When you feel depressed... it is as though there is nothing in the world that understands you. It feels empty in the depths of your soul. You may feel worthless, unloved, unworthy, hated, misunderstood, and angry, along with every other bad feeling known to us.
But we are not alone. Someone, somehwhere, really does love us. We must acknowledge this.
Because we, as humans, can be very weak. There is nothing wrong with this... as long as we also know how to be strong.
Everyone is strong in one way or another. We rarely realise it, but we are all strong in at least one thing.
You may be a good listener, you may be good at handling tough situations.
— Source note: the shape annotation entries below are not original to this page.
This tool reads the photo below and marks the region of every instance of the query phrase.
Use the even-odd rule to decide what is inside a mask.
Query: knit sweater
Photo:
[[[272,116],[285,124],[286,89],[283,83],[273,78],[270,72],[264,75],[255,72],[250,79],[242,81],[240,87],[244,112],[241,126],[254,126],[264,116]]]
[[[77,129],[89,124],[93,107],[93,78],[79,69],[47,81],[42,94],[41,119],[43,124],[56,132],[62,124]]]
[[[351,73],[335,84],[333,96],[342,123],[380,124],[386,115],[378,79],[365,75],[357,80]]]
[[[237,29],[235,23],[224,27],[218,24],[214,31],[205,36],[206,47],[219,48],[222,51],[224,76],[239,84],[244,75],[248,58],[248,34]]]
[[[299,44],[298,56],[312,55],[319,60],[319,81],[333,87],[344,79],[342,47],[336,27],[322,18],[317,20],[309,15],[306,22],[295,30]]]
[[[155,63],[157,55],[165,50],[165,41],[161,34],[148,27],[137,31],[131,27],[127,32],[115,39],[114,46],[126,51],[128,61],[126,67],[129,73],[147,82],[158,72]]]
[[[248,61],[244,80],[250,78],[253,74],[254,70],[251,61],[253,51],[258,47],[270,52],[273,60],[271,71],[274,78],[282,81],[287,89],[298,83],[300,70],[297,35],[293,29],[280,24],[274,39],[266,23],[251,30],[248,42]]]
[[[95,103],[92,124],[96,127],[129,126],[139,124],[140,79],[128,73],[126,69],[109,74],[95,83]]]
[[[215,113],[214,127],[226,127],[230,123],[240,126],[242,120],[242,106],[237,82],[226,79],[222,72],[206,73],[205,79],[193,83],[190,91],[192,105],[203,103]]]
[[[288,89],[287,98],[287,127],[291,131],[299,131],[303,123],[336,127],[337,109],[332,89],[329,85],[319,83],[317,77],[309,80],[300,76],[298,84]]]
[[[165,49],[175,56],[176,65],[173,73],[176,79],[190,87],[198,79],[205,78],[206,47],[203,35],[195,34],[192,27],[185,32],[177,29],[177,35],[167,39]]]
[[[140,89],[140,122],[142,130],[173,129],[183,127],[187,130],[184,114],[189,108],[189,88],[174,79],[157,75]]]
Maybe you have talents in woodworking,or aren't afraid of heights.
I mean, you can be good at blowing your nose.
If that's your strength, all the better for you. No snot will dare try to congest you.
My point is, you have to look at the bright side of every situation. We are all loved. We are all talented. We are all worthwhile in one way or another. And life is beautiful, just as long as you are willing to find the beauty in it.


Thursday 15 March 2012

Sunset






My favourite pictures are of sunset. All of these were taken then.
Maybe it's something about how beautiful it is, and how every day, every second, has something different about it.
Something about how, even though it means that the sun is about to leave us, it also means that it is coming back, bright and beautiful, the next day.
It seems impossible that it comes back differently every time, and yet, is it not true that we, as humans, are different, every day, every second?
And is it not equally true that the physical changes matter little? The true wonder is seeing and understanding the changes that go on in our minds, our hearts, and our souls.
And, to me, the most wonderous change is seeing and finding love where before there had been none.

bullying

Bullying hurts. It sucks.It has no point in life but to cause us misery. Or so it seems.
When people feel pain, especially when inflicted by another, they feel that if the person felt what they were going through they would stop.
Fair enough. In many cases, this works.
However, in most cases, the truth is that the person who is hurting you is feeling just as much pain as you are.
I was bullied. When I first started school, there was a person in my class who was very cruel to me. She hurt me emotionally, physically, and quite deeply. I knew that she was being mean.
But what I didn't know was the reason.
Some family memebers were treating her unkindly as well, and so to feel strong she hurt me.
But who does this help? No one, that's who.
This person was went away to a rehabilitaion of sorts.
When she came back, she appologized and asked for forgiveness.
And right away, I accepted and we became friends.
I was just a little three-year-old.
But, sometimes, age is not a marker of wisdom.
Perhaps we should take a leaf out of a child's book and place it in our own.
Consider the fact that they (people who hurt you) could be feeling pain as well. Try to forgive them, and understand the situation.
I understand that this is no easy feat. And yet, it is doubly difficult to maintain a grudge, thus making everyone miserable.
If there was just a little more love in the world, just a tad more understanding, would these things happen?
There is no way to know. Not unless we do anything about it.
When obstacles are placed in our path, it is usually for our own good. It is to shape us into who we are meant to be. It doesn't seem like it most of the time.
But if you search for that tiny flicker of hope in what seems an unpenetrable darkness, you may find that the light it brings is even brighter than it once was.

Wednesday 14 March 2012

First Post

Hello.
To those who do not know me, my name is Lee-Amber and I am thirteen years old.
I started this blog, in basic principle, to share my opinions and take on the world around me, as well as to share my writing, photography, and music. Please understand that these are my opinions and I completely understand if you do not agree.
I hope that these posts give you food for thought and make your day a little brighter. Thank-you.